While the majority of retailers on UK high streets are seeing a distinct improvement in their fortunes, iconic brand Marks and Spencer is still struggling to hit the right note with consumers. Although its food sales remain strong, the non-food offering has received mounting criticism from industry experts, with the result that rival chain Next has overtaken it in profits for the first time in history.
It is somewhat surprising, therefore, that chief executive Marc Bolland has this week revealed plans for significant international expansion into key and growing markets such as western Europe, India and the Middle East. This is because the international growth plan sets a target for an increase in sales of 25 per cent, with profits hopefully rising by around 40 per cent as a result.
Under the plans, a further 250 stores will open overseas in the next 3 years which will include flagship stores in a number of major cities. However, the retailer is also keen to play to its strengths and will open 20 standalone food stores in the European capital of fine dining, Paris.
In keeping with existing expansion plans, a collection of dedicated lingerie and beauty stores will open primarily in the Middle Eastern and Indian markets, joining the two existing outlets of this type already established in Saudi Arabia. Twenty of these will be located in India, aiding Mr Bolland’s ambition to operate 100 stores in the country by 2016.

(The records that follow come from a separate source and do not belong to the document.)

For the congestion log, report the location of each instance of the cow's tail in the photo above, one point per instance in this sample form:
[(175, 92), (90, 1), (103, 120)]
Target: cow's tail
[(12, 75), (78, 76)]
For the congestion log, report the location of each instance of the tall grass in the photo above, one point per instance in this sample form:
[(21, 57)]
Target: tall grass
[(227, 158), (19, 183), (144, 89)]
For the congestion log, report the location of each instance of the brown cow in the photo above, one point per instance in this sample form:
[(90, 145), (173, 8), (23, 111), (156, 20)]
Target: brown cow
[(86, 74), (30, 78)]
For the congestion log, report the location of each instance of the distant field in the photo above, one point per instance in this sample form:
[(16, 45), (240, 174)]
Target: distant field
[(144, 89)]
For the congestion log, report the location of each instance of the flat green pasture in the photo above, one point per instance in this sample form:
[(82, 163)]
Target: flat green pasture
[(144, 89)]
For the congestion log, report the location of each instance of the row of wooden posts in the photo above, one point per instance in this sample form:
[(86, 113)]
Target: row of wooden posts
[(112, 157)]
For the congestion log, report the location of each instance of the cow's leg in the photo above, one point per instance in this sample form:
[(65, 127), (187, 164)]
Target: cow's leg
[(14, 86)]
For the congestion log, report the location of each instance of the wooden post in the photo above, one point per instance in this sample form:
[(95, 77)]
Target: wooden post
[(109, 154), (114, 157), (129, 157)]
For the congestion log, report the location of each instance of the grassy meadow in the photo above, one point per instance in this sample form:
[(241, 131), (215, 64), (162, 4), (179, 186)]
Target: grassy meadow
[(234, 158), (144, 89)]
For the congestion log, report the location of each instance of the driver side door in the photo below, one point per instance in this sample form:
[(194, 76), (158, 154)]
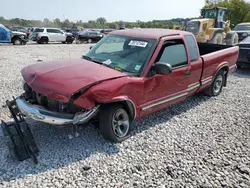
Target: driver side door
[(164, 90)]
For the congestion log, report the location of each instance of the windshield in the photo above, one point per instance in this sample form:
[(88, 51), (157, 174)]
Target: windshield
[(122, 53), (247, 39), (193, 27), (242, 27), (210, 13)]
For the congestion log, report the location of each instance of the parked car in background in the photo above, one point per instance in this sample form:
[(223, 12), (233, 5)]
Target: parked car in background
[(21, 29), (46, 35), (73, 31), (106, 31), (243, 30), (244, 54), (32, 33), (14, 37), (90, 36)]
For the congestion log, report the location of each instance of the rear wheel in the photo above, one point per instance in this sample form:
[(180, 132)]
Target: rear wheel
[(115, 123), (44, 40), (218, 39), (217, 85), (69, 40), (17, 41)]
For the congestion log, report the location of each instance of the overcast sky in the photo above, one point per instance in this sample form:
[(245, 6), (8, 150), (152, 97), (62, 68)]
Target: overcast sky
[(112, 10)]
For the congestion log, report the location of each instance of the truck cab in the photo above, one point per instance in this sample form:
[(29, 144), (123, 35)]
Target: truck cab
[(14, 37)]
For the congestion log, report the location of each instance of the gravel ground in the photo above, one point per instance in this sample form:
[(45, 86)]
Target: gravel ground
[(202, 142)]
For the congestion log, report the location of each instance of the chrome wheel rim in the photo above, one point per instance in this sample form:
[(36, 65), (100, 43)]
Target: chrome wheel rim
[(120, 123), (218, 84), (17, 42)]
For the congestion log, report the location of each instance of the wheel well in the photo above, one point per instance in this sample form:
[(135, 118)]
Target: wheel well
[(225, 70), (128, 106)]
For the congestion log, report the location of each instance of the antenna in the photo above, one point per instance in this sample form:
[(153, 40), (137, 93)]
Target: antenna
[(69, 54)]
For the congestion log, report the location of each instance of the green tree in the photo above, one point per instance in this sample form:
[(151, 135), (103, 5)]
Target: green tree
[(239, 10), (57, 22), (101, 21)]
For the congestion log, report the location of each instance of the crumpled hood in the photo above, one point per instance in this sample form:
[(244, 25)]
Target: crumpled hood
[(61, 79), (18, 33)]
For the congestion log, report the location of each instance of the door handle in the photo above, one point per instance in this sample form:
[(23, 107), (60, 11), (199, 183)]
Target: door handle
[(188, 73)]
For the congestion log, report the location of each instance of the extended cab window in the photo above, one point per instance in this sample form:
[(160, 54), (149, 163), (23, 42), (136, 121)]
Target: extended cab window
[(38, 30), (192, 46), (174, 53)]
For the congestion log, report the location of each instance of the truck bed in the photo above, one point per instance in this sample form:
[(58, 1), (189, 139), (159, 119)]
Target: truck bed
[(214, 56), (206, 48)]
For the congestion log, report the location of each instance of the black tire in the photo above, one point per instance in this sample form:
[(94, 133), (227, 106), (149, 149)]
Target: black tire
[(217, 85), (89, 41), (232, 38), (217, 39), (111, 128), (69, 40), (17, 41)]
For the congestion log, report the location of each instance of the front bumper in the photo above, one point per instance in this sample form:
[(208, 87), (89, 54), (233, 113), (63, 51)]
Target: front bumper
[(39, 113)]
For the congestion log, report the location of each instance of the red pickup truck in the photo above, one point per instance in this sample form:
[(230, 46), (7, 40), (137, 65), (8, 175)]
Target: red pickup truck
[(127, 75)]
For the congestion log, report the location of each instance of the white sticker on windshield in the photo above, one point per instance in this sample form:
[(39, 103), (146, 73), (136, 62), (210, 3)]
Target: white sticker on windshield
[(107, 62), (137, 67), (138, 43)]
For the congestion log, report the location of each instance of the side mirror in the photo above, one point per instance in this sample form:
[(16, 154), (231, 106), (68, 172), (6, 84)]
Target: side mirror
[(162, 68)]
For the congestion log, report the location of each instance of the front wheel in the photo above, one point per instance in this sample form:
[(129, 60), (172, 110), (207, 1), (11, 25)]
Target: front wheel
[(89, 41), (217, 85), (217, 39), (115, 123), (17, 41)]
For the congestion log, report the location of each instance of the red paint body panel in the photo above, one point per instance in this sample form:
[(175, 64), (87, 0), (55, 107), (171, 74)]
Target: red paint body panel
[(65, 77), (60, 80)]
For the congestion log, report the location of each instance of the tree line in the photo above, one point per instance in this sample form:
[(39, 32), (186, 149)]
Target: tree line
[(239, 12)]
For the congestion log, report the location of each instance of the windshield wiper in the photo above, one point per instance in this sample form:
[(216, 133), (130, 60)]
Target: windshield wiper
[(90, 59)]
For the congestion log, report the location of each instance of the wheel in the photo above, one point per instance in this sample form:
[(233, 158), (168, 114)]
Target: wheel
[(17, 41), (15, 146), (232, 38), (217, 85), (217, 39), (69, 40), (115, 123), (44, 40)]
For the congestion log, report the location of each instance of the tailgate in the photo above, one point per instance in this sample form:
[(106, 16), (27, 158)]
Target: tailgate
[(213, 61)]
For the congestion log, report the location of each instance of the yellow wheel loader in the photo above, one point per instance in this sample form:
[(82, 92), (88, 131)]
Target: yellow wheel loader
[(177, 27), (212, 28)]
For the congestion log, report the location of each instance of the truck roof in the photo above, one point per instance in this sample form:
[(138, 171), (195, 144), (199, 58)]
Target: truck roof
[(149, 33), (245, 23)]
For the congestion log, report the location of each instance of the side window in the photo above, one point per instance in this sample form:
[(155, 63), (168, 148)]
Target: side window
[(50, 31), (113, 44), (174, 53), (57, 31), (192, 46)]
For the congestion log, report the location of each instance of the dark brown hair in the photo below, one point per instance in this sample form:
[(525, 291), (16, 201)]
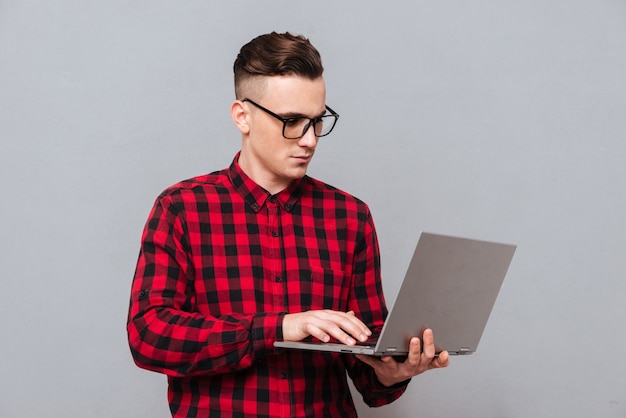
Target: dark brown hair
[(277, 54)]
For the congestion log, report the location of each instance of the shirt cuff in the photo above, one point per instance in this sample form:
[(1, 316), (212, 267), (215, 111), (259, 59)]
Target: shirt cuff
[(267, 328)]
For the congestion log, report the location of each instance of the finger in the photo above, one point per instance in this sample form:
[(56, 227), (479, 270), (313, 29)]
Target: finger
[(336, 325), (428, 344), (352, 325), (442, 360)]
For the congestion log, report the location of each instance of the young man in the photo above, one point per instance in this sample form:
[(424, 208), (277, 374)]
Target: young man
[(235, 260)]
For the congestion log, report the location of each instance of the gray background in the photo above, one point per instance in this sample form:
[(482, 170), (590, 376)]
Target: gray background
[(501, 120)]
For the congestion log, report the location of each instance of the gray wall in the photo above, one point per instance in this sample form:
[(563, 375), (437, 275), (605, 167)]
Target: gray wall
[(501, 120)]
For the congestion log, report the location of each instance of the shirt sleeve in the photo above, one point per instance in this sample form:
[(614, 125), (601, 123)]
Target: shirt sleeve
[(368, 302), (165, 332)]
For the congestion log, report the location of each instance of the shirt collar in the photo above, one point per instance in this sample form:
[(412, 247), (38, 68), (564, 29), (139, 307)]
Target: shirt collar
[(256, 196)]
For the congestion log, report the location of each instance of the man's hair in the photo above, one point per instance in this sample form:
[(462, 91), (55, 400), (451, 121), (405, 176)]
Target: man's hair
[(276, 54)]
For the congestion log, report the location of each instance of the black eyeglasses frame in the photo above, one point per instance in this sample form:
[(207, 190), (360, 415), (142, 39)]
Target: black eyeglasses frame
[(312, 121)]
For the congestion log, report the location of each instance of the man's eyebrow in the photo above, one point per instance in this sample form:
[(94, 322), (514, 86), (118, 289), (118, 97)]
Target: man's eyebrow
[(295, 115)]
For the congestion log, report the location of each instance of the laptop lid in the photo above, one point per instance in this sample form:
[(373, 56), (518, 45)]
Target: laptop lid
[(450, 286)]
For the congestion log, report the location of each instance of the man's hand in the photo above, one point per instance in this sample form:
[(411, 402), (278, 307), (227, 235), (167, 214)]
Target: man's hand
[(390, 372), (324, 324)]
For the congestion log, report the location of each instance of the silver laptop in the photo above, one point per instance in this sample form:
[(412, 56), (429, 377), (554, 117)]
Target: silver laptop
[(450, 287)]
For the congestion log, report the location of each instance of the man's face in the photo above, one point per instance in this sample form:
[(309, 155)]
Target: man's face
[(266, 156)]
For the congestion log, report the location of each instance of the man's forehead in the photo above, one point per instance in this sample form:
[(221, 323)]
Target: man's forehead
[(295, 94)]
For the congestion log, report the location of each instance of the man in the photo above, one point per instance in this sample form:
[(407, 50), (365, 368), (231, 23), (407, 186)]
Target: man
[(235, 260)]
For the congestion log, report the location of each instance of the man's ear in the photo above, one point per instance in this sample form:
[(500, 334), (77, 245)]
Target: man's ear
[(240, 116)]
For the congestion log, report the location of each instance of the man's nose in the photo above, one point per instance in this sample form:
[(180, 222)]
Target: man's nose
[(308, 139)]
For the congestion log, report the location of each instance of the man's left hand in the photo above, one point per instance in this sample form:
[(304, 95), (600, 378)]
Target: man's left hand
[(390, 372)]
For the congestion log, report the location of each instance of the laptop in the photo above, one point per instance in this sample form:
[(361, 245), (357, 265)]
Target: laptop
[(450, 287)]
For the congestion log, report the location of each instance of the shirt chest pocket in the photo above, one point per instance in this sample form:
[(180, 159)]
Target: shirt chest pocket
[(323, 289)]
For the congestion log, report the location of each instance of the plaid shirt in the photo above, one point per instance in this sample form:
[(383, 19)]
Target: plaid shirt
[(221, 263)]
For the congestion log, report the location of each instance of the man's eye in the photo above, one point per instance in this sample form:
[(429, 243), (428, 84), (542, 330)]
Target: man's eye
[(293, 122)]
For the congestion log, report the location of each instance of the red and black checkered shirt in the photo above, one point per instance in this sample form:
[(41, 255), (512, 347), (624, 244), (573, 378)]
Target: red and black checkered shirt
[(221, 262)]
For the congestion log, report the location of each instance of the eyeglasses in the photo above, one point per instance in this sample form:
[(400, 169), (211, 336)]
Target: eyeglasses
[(297, 127)]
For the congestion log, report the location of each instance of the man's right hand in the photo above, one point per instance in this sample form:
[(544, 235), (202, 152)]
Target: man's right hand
[(324, 324)]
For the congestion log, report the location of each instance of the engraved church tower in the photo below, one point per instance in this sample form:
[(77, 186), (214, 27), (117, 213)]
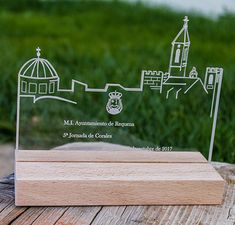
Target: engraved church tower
[(179, 52)]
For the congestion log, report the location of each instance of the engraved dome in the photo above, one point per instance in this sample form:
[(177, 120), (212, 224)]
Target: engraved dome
[(38, 68)]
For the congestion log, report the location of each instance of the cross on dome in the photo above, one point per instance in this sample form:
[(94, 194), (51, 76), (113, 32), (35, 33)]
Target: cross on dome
[(38, 52)]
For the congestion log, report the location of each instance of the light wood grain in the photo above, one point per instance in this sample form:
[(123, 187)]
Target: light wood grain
[(40, 183), (130, 215), (120, 177), (108, 156)]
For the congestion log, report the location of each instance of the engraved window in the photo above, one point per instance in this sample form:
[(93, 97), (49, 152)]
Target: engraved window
[(177, 55), (52, 87), (23, 86), (32, 88), (42, 88)]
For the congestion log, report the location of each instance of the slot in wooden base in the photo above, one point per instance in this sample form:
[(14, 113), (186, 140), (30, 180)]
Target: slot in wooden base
[(50, 178)]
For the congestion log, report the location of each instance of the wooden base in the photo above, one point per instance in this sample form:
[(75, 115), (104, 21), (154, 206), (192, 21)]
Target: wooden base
[(50, 178)]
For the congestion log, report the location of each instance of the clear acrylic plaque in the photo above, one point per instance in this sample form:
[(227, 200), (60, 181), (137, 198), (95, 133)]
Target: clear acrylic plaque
[(151, 111)]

According to executive director for food Steve Rowe, sticking with tradition will play a huge part in the future of the overseas outlets, and will hopefully be the key to the retailer’s success in growing markets.
He said; “Britishness is as saleable as ever in any part of the world.”
Unfortunately, while growth plans are going full steam ahead in most growing economies, Mr Bolland was forced to address the underlying issues preventing strong expansion in China.
Mr Bolland has always expressed concern about widespread growth in the country, due to challenges regarding diversity and regional differences, and has now conceded that nationwide expansion may not be possible without forming a joint venture in a similar way to fellow British retailer Kingfisher.
Over the next year, Marks and Spencer will conduct an evaluation to figure out whether franchise partners should be brought in to operate the Chinese network of stores, or whether embarking upon a joint venture with another retailer will be enough to raise brand awareness.
At the same time, up to a third of its underperforming stores in Shanghai will be closed or relocated, as five of the fifteen are located on the outskirts of the city where commercial developments are yet to be completed.
Mr Bolland hinted at the possibility of a potential franchise partner becoming involved in the running of the Shanghai business.
He said; “It could be in future that if there is a partner who wants to join it, then we don’t exclude it [from negotiations].
“We have seen that where the stores are open they are working.”
Do you think Marks and Spencer should be seeking rapid international expansion or attempting to woo back consumers in its domestic market?